Tesla Fremont factory 12

Rich Heley was one of Tesla’s biggest hire and quickly rose in the executive ranks of the automaker. We broke the news of his hire back in 2013 when he was still leading Alloy Engineering at Apple. Now we learn that only 3 years later, the engineer, who until recently was Vice President of Product Technology at Tesla, is now leaving for Facebook.

Bloomberg broke the news reporting that he will be joining Facebook’s new hardware development group:

“Rich Heley, who was most recently vice president of product technology at Tesla, will report to Regina Dugan, a former Google executive whom Facebook hired in April to lead Building 8. A Facebook representative confirmed Heley’s hire, declining to give additional details.

Chief Executive Officer Mark Zuckerberg has said Facebook will be “investing hundreds of people and hundreds of millions of dollars” into the hardware effort over time, as he aims to increase the pace of innovation at the world’s largest social network. Building 8 specifically focuses on creating new hardware products with aggressive timelines, teaming up with universities and divisions at Menlo Park, California-based Facebook to build upon their science and software.”

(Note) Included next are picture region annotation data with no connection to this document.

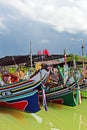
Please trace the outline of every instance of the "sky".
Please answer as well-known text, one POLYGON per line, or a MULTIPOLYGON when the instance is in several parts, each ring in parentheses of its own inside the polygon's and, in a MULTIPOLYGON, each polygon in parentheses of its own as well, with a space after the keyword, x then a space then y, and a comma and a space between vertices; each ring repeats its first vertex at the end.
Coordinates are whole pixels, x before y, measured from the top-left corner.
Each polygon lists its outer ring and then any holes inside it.
POLYGON ((0 57, 87 54, 87 0, 0 0, 0 57))

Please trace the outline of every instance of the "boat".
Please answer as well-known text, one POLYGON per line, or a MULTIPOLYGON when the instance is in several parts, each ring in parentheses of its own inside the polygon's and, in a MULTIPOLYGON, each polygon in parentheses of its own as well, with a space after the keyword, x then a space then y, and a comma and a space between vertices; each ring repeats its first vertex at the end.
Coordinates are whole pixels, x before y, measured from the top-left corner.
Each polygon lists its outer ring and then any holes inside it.
MULTIPOLYGON (((50 79, 46 82, 46 100, 47 102, 55 102, 67 106, 77 106, 81 104, 80 88, 74 76, 68 76, 68 66, 64 66, 64 73, 58 66, 57 73, 50 74, 50 79)), ((42 93, 42 92, 41 92, 42 93)), ((40 99, 42 100, 42 94, 40 99)))
POLYGON ((29 79, 0 86, 0 106, 35 113, 40 110, 39 89, 48 78, 44 69, 29 79))

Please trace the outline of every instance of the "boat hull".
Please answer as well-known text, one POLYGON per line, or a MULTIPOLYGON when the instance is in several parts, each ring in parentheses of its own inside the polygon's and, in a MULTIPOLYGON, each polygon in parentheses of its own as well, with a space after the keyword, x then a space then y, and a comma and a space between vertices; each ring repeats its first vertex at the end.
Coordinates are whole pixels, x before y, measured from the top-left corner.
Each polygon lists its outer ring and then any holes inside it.
POLYGON ((9 97, 0 101, 0 106, 14 108, 24 112, 35 113, 40 110, 38 91, 35 90, 28 94, 9 97))

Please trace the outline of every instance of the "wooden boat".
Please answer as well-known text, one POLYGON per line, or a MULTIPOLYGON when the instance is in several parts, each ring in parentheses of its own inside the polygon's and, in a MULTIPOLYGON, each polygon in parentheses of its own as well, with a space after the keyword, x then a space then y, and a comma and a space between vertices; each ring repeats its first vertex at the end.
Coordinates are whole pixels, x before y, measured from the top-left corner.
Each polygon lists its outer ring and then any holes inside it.
MULTIPOLYGON (((46 100, 67 106, 76 106, 81 103, 80 91, 74 82, 68 87, 57 86, 46 90, 46 100)), ((40 95, 42 98, 42 95, 40 95)))
MULTIPOLYGON (((46 88, 46 100, 49 102, 61 103, 68 106, 76 106, 81 103, 80 89, 77 80, 74 76, 68 77, 67 67, 65 66, 65 73, 59 69, 59 78, 55 77, 55 74, 51 74, 49 82, 45 84, 46 88)), ((40 94, 40 99, 42 95, 40 94)))
POLYGON ((0 86, 0 106, 30 113, 39 111, 38 91, 47 78, 48 72, 41 70, 31 79, 0 86))
POLYGON ((83 79, 79 86, 81 91, 81 97, 87 98, 87 79, 83 79))

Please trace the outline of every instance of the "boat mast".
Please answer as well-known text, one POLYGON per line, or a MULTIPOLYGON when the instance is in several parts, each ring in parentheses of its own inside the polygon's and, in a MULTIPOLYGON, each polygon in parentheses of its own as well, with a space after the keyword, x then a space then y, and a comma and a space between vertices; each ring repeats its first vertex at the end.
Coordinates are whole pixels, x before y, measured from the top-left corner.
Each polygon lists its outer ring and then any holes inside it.
POLYGON ((83 75, 84 75, 84 69, 85 69, 85 66, 84 66, 84 41, 82 43, 81 49, 82 49, 82 67, 83 67, 83 75))
POLYGON ((30 42, 30 66, 32 71, 32 48, 31 48, 31 42, 30 42))

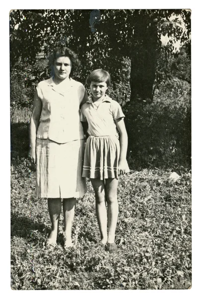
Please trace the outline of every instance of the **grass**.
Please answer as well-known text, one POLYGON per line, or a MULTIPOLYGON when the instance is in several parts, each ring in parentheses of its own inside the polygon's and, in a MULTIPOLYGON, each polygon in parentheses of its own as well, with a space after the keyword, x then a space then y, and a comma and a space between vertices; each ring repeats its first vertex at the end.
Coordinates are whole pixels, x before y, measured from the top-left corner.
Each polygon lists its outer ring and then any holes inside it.
MULTIPOLYGON (((45 243, 51 224, 47 200, 35 198, 35 167, 26 156, 27 124, 11 125, 11 286, 15 290, 187 289, 191 285, 191 174, 181 168, 132 170, 121 178, 118 251, 100 248, 94 195, 78 199, 74 248, 45 243)), ((21 121, 22 122, 22 121, 21 121)))

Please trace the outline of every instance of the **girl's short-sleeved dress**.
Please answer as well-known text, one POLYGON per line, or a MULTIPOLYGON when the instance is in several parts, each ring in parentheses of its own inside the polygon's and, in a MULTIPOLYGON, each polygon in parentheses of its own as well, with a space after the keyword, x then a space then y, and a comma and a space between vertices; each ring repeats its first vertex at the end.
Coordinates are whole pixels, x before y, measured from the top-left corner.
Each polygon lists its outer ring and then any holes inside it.
MULTIPOLYGON (((120 154, 115 120, 124 118, 120 105, 107 95, 100 102, 89 99, 81 108, 81 120, 87 121, 89 136, 86 144, 82 177, 119 178, 120 154)), ((127 163, 126 173, 129 172, 127 163)))
POLYGON ((37 87, 42 109, 36 140, 36 195, 46 198, 83 197, 84 136, 79 106, 87 99, 81 83, 53 78, 37 87))

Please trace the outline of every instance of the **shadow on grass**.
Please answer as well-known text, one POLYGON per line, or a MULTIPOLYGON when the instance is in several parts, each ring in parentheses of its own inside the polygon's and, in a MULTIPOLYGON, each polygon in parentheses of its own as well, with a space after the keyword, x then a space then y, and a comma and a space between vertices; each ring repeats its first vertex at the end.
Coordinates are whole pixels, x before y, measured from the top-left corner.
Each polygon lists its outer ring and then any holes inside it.
POLYGON ((29 149, 29 126, 24 123, 10 125, 10 151, 11 159, 27 157, 29 149))
POLYGON ((43 224, 33 222, 31 219, 26 217, 20 217, 11 214, 11 236, 17 236, 24 239, 29 239, 30 241, 35 242, 35 240, 41 237, 42 233, 46 237, 48 230, 43 224))

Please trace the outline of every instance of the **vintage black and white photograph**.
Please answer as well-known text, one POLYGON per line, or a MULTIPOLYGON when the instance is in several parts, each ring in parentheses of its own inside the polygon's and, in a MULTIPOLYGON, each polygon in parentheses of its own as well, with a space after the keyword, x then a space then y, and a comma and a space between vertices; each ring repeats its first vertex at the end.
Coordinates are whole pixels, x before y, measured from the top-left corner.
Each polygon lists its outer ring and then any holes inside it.
POLYGON ((10 10, 13 290, 191 289, 190 8, 10 10))

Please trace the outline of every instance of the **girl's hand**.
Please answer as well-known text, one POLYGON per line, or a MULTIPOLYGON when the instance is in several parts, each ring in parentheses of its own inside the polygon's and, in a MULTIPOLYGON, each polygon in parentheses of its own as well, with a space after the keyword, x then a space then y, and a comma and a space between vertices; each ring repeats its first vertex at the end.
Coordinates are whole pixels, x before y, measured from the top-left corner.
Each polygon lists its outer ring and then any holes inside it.
POLYGON ((36 150, 32 148, 29 148, 29 152, 28 153, 28 157, 32 164, 36 164, 36 150))
POLYGON ((118 166, 118 174, 124 174, 127 167, 126 160, 120 160, 118 166))

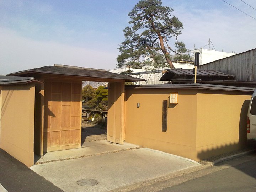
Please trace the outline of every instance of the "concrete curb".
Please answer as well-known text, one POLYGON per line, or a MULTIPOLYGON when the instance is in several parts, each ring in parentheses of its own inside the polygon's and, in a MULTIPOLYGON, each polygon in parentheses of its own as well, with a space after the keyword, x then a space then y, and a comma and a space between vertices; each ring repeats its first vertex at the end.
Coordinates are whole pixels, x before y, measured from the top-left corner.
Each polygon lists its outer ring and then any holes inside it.
POLYGON ((174 178, 180 176, 188 174, 190 173, 195 172, 205 169, 209 167, 217 164, 221 163, 225 161, 232 160, 234 159, 242 157, 242 156, 252 153, 256 151, 256 150, 252 150, 247 151, 240 153, 235 155, 230 155, 216 160, 213 162, 206 165, 201 165, 198 166, 193 166, 185 169, 178 171, 177 171, 170 173, 156 178, 150 179, 142 182, 139 182, 134 183, 116 189, 113 189, 109 191, 111 192, 124 192, 129 191, 136 189, 141 188, 143 187, 148 186, 151 185, 160 183, 161 182, 167 181, 174 178))
POLYGON ((88 155, 80 155, 79 156, 77 156, 75 157, 73 157, 71 158, 64 158, 58 159, 54 159, 52 160, 49 160, 48 161, 41 161, 37 162, 34 163, 34 165, 39 165, 40 164, 43 164, 44 163, 48 163, 52 162, 56 162, 57 161, 65 161, 66 160, 70 160, 70 159, 79 159, 80 158, 83 158, 87 157, 90 157, 91 156, 95 156, 96 155, 104 155, 105 154, 108 154, 109 153, 117 153, 121 151, 128 151, 129 150, 132 150, 133 149, 141 149, 143 148, 141 146, 139 146, 138 147, 131 147, 128 148, 126 149, 117 149, 117 150, 113 150, 113 151, 105 151, 101 153, 93 153, 92 154, 89 154, 88 155))
POLYGON ((232 159, 235 159, 236 158, 238 158, 239 157, 244 156, 246 155, 251 154, 255 151, 256 151, 256 149, 252 149, 247 151, 242 152, 240 153, 238 153, 237 154, 235 154, 235 155, 230 155, 223 158, 221 158, 218 160, 216 160, 216 161, 213 161, 212 163, 212 164, 214 165, 223 162, 225 162, 225 161, 230 161, 230 160, 232 160, 232 159))

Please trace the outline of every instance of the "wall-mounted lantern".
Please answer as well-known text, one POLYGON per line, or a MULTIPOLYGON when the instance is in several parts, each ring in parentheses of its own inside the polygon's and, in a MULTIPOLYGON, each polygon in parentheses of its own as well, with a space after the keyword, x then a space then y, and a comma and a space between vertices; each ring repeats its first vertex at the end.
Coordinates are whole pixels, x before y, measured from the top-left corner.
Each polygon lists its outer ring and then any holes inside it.
POLYGON ((178 103, 178 93, 171 93, 170 94, 170 103, 178 103))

According to his LinkedIn profile, Heley had a 10-year tenure at Apple before joining Tesla as Senior Director of Manufacturing Technology and quickly being promoted to Vice President. In his latest position, he was directly reporting to CEO Elon Musk.

rich heley linkedin

Interestingly, Heley was overseeing manufacturing processes and he had experience with CNC manufacturing. We discovered that earlier this year, Facebook hired several CNC programmers in Tesla’s hardware prototyping group prior to Heley joining the social network’s new hardware division.

Heley is leaving amid a restructuring of Tesla’s executive team in manufacturing. Earlier this year, the automaker hired Peter Hochholdinger, Audi’s Senior Director of Production behind the manufacturing programs of the A4, A5 and Q5 vehicles, to lead manufacturing at the company. He joined just as Josh Ensign and Greg Reichow, two top Tesla manufacturing executives, were leaving the company.

The goal is to make a reality of Tesla’s new build plan to significantly increase its annual vehicle production by 2018 to 500,000 units. Previously, Tesla was hoping to achieve the production rate in 2020, but accelerated the timeline in response to the higher than expected demand for the Model 3.